Does anyone know about the development of agglutinative languages out of fusional languages, or, more precisely, agglutinative features out of fusional features? I am thinking in particular about the development of Nepali out of Sanskrit or the Sanskrit-derived fusional language that was a mother to Nepali.

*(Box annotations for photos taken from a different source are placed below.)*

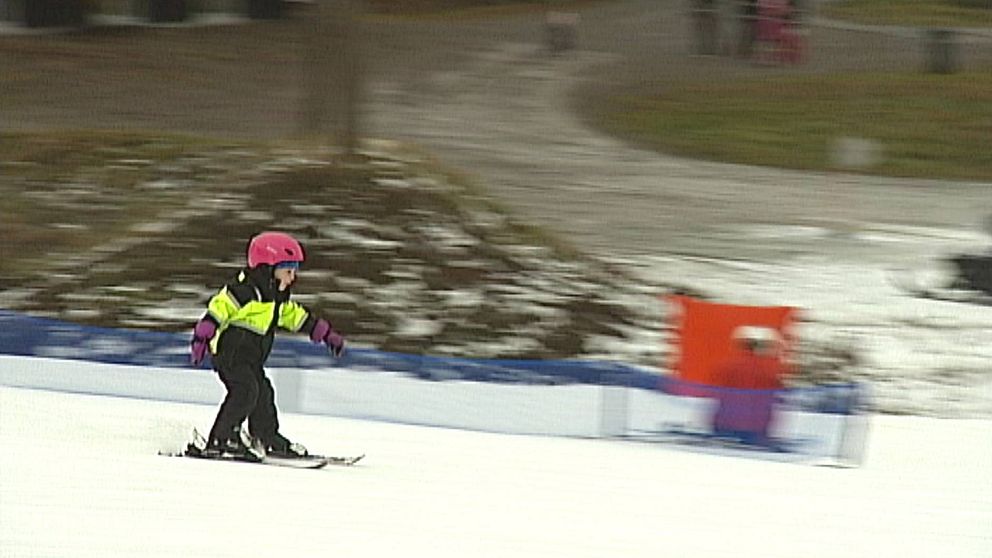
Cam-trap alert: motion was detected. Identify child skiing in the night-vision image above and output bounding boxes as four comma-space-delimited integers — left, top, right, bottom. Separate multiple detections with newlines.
190, 232, 344, 461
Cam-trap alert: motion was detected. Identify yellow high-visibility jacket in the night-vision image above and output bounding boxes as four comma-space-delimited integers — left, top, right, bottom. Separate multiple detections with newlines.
200, 268, 316, 366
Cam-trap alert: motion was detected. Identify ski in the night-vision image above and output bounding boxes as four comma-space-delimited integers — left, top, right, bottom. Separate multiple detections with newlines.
159, 429, 365, 469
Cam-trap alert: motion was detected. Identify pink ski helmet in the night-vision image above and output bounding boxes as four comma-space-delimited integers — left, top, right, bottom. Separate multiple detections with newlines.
248, 231, 304, 269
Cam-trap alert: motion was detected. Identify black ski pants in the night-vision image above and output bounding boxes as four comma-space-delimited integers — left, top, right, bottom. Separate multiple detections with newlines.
210, 361, 279, 443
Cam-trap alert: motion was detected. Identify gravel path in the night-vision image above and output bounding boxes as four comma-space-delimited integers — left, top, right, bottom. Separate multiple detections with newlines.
0, 0, 992, 415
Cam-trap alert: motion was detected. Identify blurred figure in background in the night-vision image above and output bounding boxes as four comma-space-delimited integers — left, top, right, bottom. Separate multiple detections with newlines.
713, 326, 784, 446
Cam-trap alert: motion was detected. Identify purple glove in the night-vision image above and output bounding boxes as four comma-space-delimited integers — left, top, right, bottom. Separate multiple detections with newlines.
310, 318, 344, 357
189, 318, 217, 366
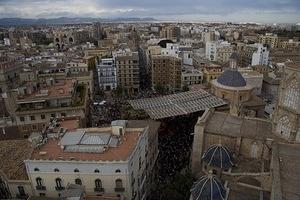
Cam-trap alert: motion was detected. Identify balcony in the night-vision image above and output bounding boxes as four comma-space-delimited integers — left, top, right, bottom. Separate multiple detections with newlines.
115, 187, 125, 192
94, 187, 104, 192
55, 186, 65, 191
16, 194, 29, 199
35, 185, 46, 190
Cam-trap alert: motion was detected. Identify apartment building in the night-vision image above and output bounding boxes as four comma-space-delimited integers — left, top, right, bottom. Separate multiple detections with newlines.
97, 58, 117, 90
181, 66, 203, 87
203, 64, 224, 83
113, 50, 140, 94
25, 120, 159, 200
12, 78, 88, 137
0, 56, 23, 93
65, 57, 94, 94
259, 33, 278, 48
205, 41, 233, 63
160, 26, 180, 41
151, 55, 182, 91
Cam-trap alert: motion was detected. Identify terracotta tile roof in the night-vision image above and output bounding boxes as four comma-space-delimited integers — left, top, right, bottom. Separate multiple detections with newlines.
0, 140, 32, 180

In Sanskrit and other older fusional Indic languages, you have case endings which vary depending on the stem; in Nepali there is a regular set of post-positions, regardless of the stem word:
-le – "by" (instrumental)
-lāī – "for" (dative)
-bāṭa – "from" (ablative)
-ko – "of" (genitive)
-mā – "in," "at," etc. (locative)
Whereas in Sanskrit, and presumably in the Middle-Indic language that directly produced Nepali, the case endings will vary depending on the stem, for example:
Skt.: hastāt "from the hand" ( āt ablative after -a stem hasta)
Nep.: hātbāṭa
Skt.: hastinaḥ "from the elephant" (-(n)aḥ ablative after -i(n) stem hasti(n))
Nep.: hastibāṭa
Skt.: devyāḥ "from the goddess" (-āḥ ablative after -ī stem devī)
Nep.: devībāṭa
It seems this may be a common occurrence, a fusional language naturally developing into an agglutinative language. Or is there influence from other (quasi-)agglutinative languages (e.g. Newari or Tibetan) that may explain this?